Yang namanya manusia, tak peduli warna kulitnya, sukunya, bahasanya, gendernya, usianya, apakah ia saudara kita atau bukan, bahkan apakah ia membenci atau pernah menyakiti kita — selama ia manusia, kita dipanggil untuk mengasihinya.

Perintah Yesus ini memang tidak mudah. Siapa bilang mengikuti Yesus itu gampang? Mengasihi sesama tanpa batas sering kali menuntut pengorbanan, bahkan harga diri. Tetapi bagaimana mungkin kita berharap dikasihi bila kita sendiri tidak mau mengasihi? Bagaimana mungkin kita ingin diterima bila kita sendiri memilih-milih dalam memberi kasih?

Yesus mengingatkan, "Jikalau kamu berbuat baik kepada orang yang berbuat baik kepada kamu, apakah jasamu? Orang-orang berdosa pun berbuat demikian." [Luk 6:33]
Dan Rasul Yakobus menegaskan lebih keras lagi, "Jika seorang tahu bagaimana ia harus berbuat baik, tetapi ia tidak melakukannya, ia berdosa." [Yak 4:17]
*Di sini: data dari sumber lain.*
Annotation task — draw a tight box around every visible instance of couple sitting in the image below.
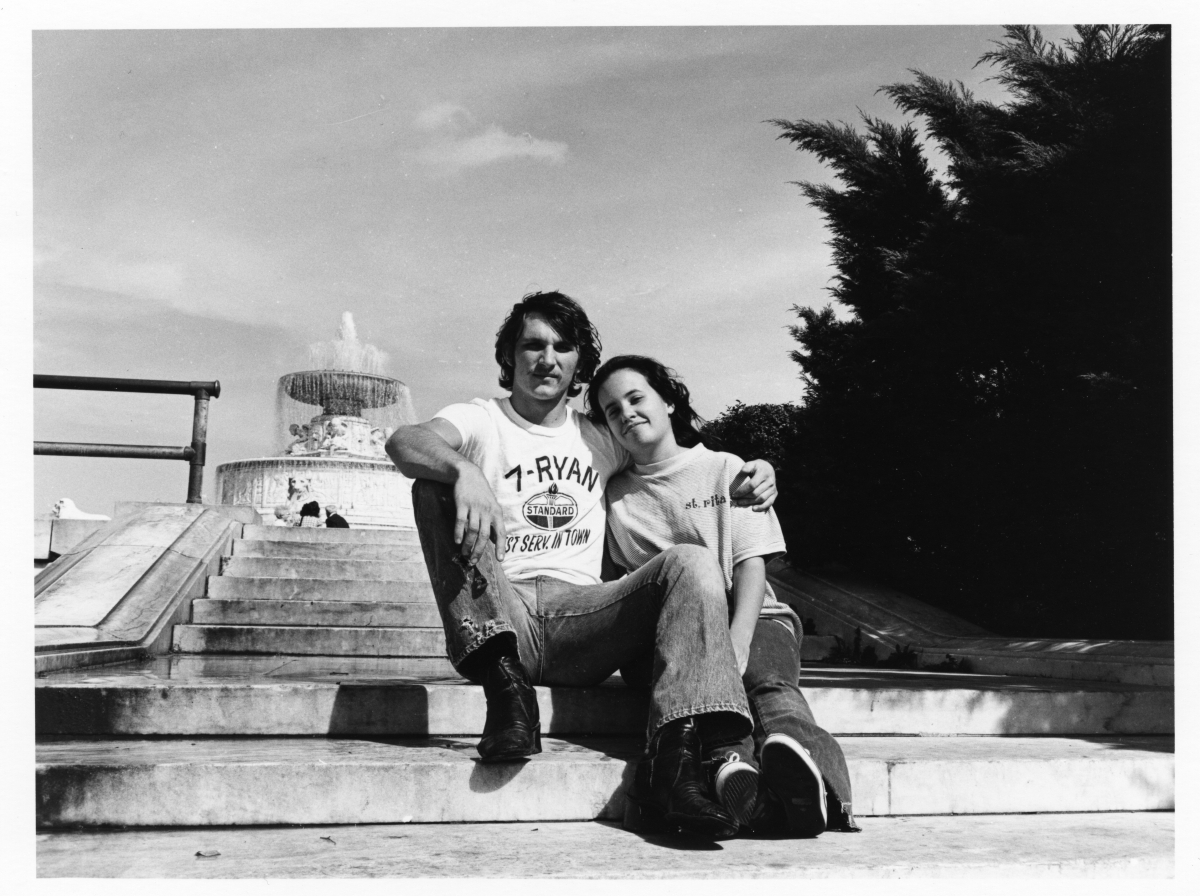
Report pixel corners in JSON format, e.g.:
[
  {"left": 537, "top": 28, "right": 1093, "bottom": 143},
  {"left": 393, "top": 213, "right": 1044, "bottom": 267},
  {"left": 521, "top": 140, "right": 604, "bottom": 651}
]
[{"left": 386, "top": 293, "right": 857, "bottom": 838}]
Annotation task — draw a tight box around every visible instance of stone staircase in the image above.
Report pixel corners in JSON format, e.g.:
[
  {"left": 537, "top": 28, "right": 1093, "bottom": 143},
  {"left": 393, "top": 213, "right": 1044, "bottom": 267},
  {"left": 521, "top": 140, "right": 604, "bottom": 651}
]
[{"left": 35, "top": 525, "right": 1175, "bottom": 877}]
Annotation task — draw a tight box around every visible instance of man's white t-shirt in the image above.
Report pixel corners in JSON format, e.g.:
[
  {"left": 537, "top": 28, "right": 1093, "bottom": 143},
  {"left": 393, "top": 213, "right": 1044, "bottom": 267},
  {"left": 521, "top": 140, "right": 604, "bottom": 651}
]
[{"left": 434, "top": 398, "right": 631, "bottom": 585}]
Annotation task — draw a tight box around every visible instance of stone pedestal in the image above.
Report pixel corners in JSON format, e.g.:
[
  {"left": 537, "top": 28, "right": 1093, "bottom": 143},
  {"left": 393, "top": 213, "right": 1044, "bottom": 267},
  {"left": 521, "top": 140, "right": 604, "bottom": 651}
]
[{"left": 216, "top": 456, "right": 416, "bottom": 529}]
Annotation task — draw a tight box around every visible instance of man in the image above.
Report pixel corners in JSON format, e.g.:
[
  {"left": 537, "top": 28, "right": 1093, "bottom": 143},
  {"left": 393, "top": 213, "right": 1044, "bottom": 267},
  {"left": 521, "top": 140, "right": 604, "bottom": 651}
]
[
  {"left": 386, "top": 293, "right": 775, "bottom": 837},
  {"left": 325, "top": 504, "right": 350, "bottom": 529}
]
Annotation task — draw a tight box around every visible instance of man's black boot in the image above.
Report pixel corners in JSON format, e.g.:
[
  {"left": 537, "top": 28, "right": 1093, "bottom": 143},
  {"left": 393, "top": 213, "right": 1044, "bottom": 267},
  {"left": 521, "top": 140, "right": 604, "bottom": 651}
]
[
  {"left": 625, "top": 716, "right": 738, "bottom": 840},
  {"left": 478, "top": 653, "right": 541, "bottom": 762}
]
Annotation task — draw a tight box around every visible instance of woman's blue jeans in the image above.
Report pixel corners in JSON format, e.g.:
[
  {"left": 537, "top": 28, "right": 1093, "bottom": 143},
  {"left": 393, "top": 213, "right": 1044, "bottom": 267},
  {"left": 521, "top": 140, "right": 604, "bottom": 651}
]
[
  {"left": 413, "top": 480, "right": 752, "bottom": 744},
  {"left": 724, "top": 618, "right": 851, "bottom": 824}
]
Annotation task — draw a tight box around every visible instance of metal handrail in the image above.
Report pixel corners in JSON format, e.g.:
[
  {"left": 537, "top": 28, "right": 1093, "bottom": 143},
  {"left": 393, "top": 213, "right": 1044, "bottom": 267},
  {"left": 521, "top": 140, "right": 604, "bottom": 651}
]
[{"left": 34, "top": 373, "right": 221, "bottom": 504}]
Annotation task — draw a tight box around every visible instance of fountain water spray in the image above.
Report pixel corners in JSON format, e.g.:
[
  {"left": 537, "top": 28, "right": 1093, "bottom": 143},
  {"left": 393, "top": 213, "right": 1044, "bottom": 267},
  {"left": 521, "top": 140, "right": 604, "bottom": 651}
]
[{"left": 217, "top": 312, "right": 416, "bottom": 528}]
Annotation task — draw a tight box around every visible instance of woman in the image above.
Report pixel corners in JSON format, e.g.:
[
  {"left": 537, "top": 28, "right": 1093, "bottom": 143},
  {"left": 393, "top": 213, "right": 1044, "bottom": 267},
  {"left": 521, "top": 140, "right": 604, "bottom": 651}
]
[{"left": 588, "top": 355, "right": 859, "bottom": 836}]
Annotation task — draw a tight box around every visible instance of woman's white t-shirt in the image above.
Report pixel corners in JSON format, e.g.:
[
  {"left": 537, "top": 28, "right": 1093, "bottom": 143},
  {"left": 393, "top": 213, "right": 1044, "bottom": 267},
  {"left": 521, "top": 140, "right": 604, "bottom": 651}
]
[{"left": 608, "top": 445, "right": 798, "bottom": 631}]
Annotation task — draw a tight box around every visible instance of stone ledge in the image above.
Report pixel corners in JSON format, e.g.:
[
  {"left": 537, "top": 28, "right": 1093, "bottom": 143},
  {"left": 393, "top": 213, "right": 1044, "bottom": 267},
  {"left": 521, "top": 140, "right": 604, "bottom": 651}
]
[
  {"left": 768, "top": 560, "right": 1175, "bottom": 686},
  {"left": 36, "top": 736, "right": 1175, "bottom": 829},
  {"left": 35, "top": 655, "right": 1175, "bottom": 736},
  {"left": 34, "top": 503, "right": 257, "bottom": 672},
  {"left": 37, "top": 812, "right": 1175, "bottom": 878}
]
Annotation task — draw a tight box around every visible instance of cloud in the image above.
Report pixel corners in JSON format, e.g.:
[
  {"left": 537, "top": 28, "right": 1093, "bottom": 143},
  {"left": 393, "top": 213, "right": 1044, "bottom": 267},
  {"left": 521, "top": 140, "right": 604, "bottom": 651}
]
[
  {"left": 51, "top": 255, "right": 185, "bottom": 301},
  {"left": 413, "top": 103, "right": 473, "bottom": 131},
  {"left": 420, "top": 125, "right": 566, "bottom": 172}
]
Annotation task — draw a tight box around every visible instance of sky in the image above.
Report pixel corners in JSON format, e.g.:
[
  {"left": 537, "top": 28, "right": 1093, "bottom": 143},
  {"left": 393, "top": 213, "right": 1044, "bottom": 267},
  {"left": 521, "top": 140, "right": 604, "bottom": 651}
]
[{"left": 32, "top": 25, "right": 1069, "bottom": 515}]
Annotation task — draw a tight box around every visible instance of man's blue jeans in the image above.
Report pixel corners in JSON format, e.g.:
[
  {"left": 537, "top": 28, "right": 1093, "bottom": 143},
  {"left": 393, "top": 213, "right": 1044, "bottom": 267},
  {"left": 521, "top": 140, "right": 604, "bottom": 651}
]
[
  {"left": 413, "top": 480, "right": 752, "bottom": 745},
  {"left": 724, "top": 618, "right": 851, "bottom": 828}
]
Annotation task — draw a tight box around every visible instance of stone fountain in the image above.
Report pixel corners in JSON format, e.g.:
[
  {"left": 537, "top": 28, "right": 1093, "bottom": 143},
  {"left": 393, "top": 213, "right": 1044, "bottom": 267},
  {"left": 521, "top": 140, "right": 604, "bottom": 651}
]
[{"left": 216, "top": 312, "right": 416, "bottom": 529}]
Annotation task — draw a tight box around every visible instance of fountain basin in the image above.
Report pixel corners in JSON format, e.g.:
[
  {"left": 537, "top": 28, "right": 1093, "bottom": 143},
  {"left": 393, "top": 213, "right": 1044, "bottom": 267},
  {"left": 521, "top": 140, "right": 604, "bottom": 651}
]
[{"left": 216, "top": 456, "right": 416, "bottom": 529}]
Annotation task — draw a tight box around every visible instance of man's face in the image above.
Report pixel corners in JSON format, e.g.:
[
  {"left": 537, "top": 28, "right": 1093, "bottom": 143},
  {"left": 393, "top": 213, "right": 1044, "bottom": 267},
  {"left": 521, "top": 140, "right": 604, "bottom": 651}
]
[{"left": 512, "top": 314, "right": 580, "bottom": 402}]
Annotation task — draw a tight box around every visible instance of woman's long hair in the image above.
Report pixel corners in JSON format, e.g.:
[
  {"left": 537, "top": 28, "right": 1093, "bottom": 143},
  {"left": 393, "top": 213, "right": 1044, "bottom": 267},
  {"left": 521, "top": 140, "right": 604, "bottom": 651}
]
[{"left": 587, "top": 355, "right": 716, "bottom": 447}]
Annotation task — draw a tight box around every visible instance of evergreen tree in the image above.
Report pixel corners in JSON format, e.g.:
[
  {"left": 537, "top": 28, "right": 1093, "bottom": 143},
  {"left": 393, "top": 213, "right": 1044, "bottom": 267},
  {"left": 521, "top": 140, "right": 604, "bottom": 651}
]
[{"left": 775, "top": 25, "right": 1172, "bottom": 637}]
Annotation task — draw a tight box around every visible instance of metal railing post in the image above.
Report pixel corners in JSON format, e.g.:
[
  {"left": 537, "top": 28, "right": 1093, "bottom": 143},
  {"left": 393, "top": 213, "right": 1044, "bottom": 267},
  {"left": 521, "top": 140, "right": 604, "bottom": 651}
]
[
  {"left": 187, "top": 389, "right": 209, "bottom": 504},
  {"left": 34, "top": 373, "right": 221, "bottom": 504}
]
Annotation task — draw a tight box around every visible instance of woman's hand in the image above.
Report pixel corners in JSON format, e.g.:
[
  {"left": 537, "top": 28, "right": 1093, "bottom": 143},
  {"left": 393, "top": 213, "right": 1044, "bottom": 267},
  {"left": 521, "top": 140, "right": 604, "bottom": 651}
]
[
  {"left": 730, "top": 461, "right": 779, "bottom": 513},
  {"left": 730, "top": 629, "right": 754, "bottom": 675}
]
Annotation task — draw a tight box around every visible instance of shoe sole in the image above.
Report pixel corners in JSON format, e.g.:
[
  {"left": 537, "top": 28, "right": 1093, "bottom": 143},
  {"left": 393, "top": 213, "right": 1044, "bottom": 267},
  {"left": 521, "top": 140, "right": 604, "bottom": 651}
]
[
  {"left": 761, "top": 734, "right": 828, "bottom": 837},
  {"left": 476, "top": 727, "right": 541, "bottom": 765},
  {"left": 713, "top": 762, "right": 758, "bottom": 828}
]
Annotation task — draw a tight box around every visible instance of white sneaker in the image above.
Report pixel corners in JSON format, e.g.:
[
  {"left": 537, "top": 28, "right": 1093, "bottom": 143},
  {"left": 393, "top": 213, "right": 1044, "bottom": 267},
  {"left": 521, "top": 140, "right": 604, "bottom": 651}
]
[{"left": 760, "top": 734, "right": 829, "bottom": 837}]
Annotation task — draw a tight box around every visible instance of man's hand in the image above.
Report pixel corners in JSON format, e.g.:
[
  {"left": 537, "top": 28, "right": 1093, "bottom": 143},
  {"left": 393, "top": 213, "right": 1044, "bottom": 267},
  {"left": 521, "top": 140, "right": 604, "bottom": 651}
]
[
  {"left": 454, "top": 465, "right": 505, "bottom": 566},
  {"left": 730, "top": 461, "right": 779, "bottom": 513}
]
Hari ini, Yesus menantang kita untuk menjadi "Orang Samaria yang baik" dalam hidup kita masing-masing.
Mungkin itu berarti menolong orang yang pernah melukai kita, atau sekadar menyapa orang yang tidak menyukai kita, atau memperhatikan mereka yang selama ini diabaikan.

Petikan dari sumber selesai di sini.